You're thinking of the LiveWire. HD was also working on an eMTB.


----------



## fos'l (May 27, 2009)

Read they were delaying introduction of ebikes until 2021.


----------



## MadPainterGrafx (Oct 3, 2014)

RickBullottaPA said:


> You're thinking of the LiveWire. HD was also working on an eMTB.


I was thinking about the Livewire but did not hear anything about an emtb... not stoked on that news actually.

Sent from my SM-G981U using Tapatalk


----------



## matt4x4 (Dec 21, 2013)

It'd be interesting to see which way they go on the build for their ebikes.
Honda stealerships sell Bulls Ebikes.


----------



## rockcrusher (Aug 28, 2003)

be interesting to see if it keeps their horrible business model going. The livewire doesn't look like anything special compared to the other motorcycles out there. Less range, and features, HD price.


----------



## Rajflyboy (Jan 30, 2020)

fos'l said:


> Read they were delaying introduction of ebikes until 2021.


Thanks

I assumed this but had not heard.


----------



## Rajflyboy (Jan 30, 2020)

https://www.harley-davidson.com/us/en/motorcycles/future-vehicles/e-bicycles.html

i think HD makes more off branding than they do in motorcycle sales although I bet their parts department does well

t shirts, hats, clothes, cups


----------



## matt4x4 (Dec 21, 2013)

People be wearing their hd leathers while riding their electric bicycles.


----------



## MadPainterGrafx (Oct 3, 2014)

RickBullottaPA said:


> You're thinking of the LiveWire. HD was also working on an eMTB.
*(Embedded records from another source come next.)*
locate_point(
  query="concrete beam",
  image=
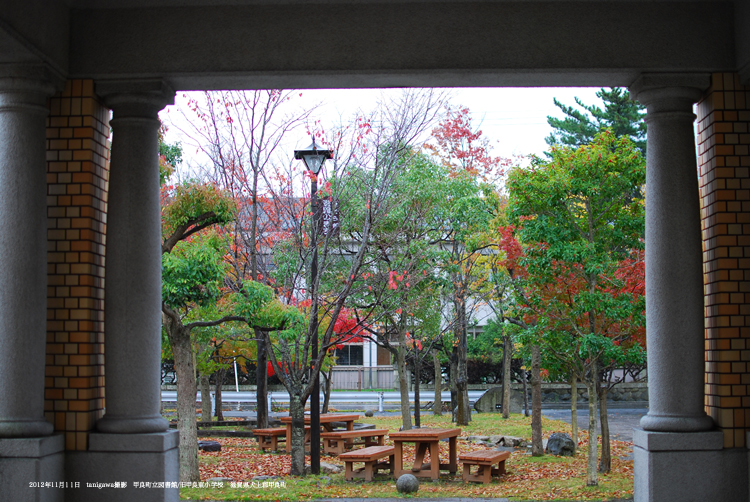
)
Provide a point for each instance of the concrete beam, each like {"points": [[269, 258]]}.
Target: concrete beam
{"points": [[386, 44]]}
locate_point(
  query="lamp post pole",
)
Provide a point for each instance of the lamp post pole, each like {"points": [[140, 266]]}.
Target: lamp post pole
{"points": [[315, 398], [314, 158]]}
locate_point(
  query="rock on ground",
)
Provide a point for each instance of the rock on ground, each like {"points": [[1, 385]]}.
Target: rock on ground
{"points": [[407, 483], [560, 444]]}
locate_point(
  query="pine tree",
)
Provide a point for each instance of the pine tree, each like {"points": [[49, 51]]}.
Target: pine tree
{"points": [[624, 116]]}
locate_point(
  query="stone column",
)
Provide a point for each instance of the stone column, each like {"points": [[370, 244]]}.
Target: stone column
{"points": [[28, 451], [674, 261], [677, 455], [132, 308], [23, 248]]}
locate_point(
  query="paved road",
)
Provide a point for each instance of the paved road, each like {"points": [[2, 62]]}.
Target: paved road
{"points": [[621, 420], [368, 398]]}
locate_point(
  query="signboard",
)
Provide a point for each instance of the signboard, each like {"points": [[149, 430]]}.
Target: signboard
{"points": [[329, 222]]}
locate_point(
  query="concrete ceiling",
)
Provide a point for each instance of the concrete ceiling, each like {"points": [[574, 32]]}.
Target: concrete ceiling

I was and never heard about HD e-bikes till now. Looked at the link and they aren't mtb's. Interesting to see though. As it says in their description they look like they'll be good in an urban environment. Lol

Sent from my SM-G981U using Tapatalk


----------



## Rajflyboy (Jan 30, 2020)

20 years from now we will not remember that HD once made E bikes 

I honestly hope that HD builds a good product and is able to expand the E bicycle world. I just don’t have a lot of faith that will happen. E bike apparel? Now maybe 😜


----------



## matt4x4 (Dec 21, 2013)

Cruiser ebikes for aging grey haired HD owners.


----------